Taking 10 minutes to meditate before tackling a difficult task can help anxious people focus and get the job done, a new study from the University of Waterloo has found.

Meditating helps people focus on the "here and now," lead researcher Mengran Xu said, which seemed to help them complete a short-term task.

"If you're anxious, if you're going to do something that requires a lot of attention, I would say based on this study, we know that doing a short meditation, a breathing meditation, 10 minutes, eight minutes, before you do the task will help you," Xu said.

"For how long? Whether that would help you stay on focus for the whole day? I don't know. But for 40 minutes, an hour? Yeah."

Meditation vs. listening to a story

Researchers had 82 people complete a task that required attention. As the people worked on the task, the researchers would stop them at random times and ask them what they were thinking about.

Xu said sometimes they would say a test or exam that was coming up or what they planned to do that weekend.

Once the task was completed, the study participants were then separated into two groups. One group went and did a breathing meditation for 10 minutes. The other group listened to an audiobook of The Hobbit – which researchers said has been used several studies on mindfulness – for 10 minutes.

After that, the participants once again performed the same task that required attention.

Meditation shifts attention to now

Xu said there were three main findings:

  • Those who meditated stayed on track with the task.
  • Those who mediated performed the task better than people who listened to The Hobbit.
  • Those who meditated were more easily able to shift their thoughts to the "here and now" than the other group when they were asked what they were thinking about while completing the task the second time.

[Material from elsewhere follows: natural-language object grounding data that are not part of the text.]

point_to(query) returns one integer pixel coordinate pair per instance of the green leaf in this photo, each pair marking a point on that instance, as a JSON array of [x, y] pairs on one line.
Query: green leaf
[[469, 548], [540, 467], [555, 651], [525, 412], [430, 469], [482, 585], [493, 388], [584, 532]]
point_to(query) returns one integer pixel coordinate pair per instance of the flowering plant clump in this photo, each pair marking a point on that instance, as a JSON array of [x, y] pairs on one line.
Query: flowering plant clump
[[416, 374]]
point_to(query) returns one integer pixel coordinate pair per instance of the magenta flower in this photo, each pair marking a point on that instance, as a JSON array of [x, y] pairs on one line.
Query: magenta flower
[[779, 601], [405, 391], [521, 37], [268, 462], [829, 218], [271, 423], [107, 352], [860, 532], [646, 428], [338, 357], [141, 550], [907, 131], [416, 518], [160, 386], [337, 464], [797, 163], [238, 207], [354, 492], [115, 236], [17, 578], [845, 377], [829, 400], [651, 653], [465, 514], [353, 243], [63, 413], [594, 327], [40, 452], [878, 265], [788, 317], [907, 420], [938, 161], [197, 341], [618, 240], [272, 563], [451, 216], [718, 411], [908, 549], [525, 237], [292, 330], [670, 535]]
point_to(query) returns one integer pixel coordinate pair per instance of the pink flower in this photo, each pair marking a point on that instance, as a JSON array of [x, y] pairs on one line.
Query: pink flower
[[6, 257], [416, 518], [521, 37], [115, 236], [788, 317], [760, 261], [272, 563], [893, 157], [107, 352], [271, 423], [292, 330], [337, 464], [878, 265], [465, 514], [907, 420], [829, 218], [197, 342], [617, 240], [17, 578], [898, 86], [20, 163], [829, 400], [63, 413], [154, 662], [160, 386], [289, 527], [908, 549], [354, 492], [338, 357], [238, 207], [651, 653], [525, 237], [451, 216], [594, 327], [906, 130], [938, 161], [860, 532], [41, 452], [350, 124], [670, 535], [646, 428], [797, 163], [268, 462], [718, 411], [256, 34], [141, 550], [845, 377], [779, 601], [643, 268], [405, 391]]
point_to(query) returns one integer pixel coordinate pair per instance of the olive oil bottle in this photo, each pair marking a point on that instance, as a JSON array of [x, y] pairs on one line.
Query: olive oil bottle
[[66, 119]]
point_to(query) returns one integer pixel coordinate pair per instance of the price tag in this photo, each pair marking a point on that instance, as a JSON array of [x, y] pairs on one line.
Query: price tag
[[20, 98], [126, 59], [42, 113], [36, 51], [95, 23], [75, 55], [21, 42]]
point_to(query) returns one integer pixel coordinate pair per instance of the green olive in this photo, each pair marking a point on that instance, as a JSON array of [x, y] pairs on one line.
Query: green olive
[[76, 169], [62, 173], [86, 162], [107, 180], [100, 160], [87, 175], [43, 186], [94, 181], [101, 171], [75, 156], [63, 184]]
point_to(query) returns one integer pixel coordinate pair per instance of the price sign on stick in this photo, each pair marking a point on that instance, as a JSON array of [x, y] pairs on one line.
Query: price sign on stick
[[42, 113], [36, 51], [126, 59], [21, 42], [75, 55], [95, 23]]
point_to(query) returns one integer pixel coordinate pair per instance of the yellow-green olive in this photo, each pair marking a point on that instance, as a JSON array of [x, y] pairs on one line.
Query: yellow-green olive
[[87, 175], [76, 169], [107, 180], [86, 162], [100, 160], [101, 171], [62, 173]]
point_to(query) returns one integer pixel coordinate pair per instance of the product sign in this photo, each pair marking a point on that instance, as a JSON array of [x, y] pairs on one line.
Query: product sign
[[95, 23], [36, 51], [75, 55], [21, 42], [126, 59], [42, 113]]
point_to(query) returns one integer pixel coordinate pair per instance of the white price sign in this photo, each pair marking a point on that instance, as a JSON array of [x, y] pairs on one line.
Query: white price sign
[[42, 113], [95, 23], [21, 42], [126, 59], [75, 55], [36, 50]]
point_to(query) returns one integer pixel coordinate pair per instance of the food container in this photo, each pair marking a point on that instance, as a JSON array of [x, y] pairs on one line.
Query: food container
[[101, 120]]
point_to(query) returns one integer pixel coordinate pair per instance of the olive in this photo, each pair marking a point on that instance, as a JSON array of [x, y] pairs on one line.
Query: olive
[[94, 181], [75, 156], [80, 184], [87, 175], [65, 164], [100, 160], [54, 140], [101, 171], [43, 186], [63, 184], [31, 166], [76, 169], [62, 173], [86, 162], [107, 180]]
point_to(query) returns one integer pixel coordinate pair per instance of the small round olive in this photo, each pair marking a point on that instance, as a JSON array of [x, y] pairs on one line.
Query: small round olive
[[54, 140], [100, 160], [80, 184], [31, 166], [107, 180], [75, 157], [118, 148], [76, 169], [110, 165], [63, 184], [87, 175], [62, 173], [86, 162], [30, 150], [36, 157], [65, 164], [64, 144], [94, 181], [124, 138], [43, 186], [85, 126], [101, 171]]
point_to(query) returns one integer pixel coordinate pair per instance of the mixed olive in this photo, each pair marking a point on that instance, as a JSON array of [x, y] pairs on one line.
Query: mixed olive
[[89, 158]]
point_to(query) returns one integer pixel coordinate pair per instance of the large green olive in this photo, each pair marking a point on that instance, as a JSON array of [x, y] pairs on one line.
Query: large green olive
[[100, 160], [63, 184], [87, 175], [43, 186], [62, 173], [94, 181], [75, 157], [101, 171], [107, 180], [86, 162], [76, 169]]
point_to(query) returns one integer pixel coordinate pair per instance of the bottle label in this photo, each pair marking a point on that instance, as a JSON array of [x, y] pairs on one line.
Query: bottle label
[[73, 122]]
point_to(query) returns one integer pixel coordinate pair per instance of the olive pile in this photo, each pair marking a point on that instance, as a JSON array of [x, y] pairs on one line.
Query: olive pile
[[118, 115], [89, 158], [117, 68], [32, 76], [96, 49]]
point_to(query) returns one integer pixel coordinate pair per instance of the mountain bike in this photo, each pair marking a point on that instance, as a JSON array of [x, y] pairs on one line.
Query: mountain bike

"People who practise meditation … they kind of have a shift in their attention and focus, to the present moment," Xu said.
"Which kind of makes sense because when you meditate, the purpose of meditation is to stay in the present moment. So we actually proved that in our experiment that people did have a shift of taking the focus to here and now."

More meditation studies

The study, which was co-authored by Waterloo psychology professors Christine Purdon and Daniel Smilek and Harvard University's Paul Seli, was published in the May edition of the journal Consciousness and Cognition.

Xu said they are currently working on more research for how meditation can help people with anxiety.

"We don't know if different kinds of meditation can be more or less effective," he said.

They're also looking at whether meditation can help broaden a person's perspective overall.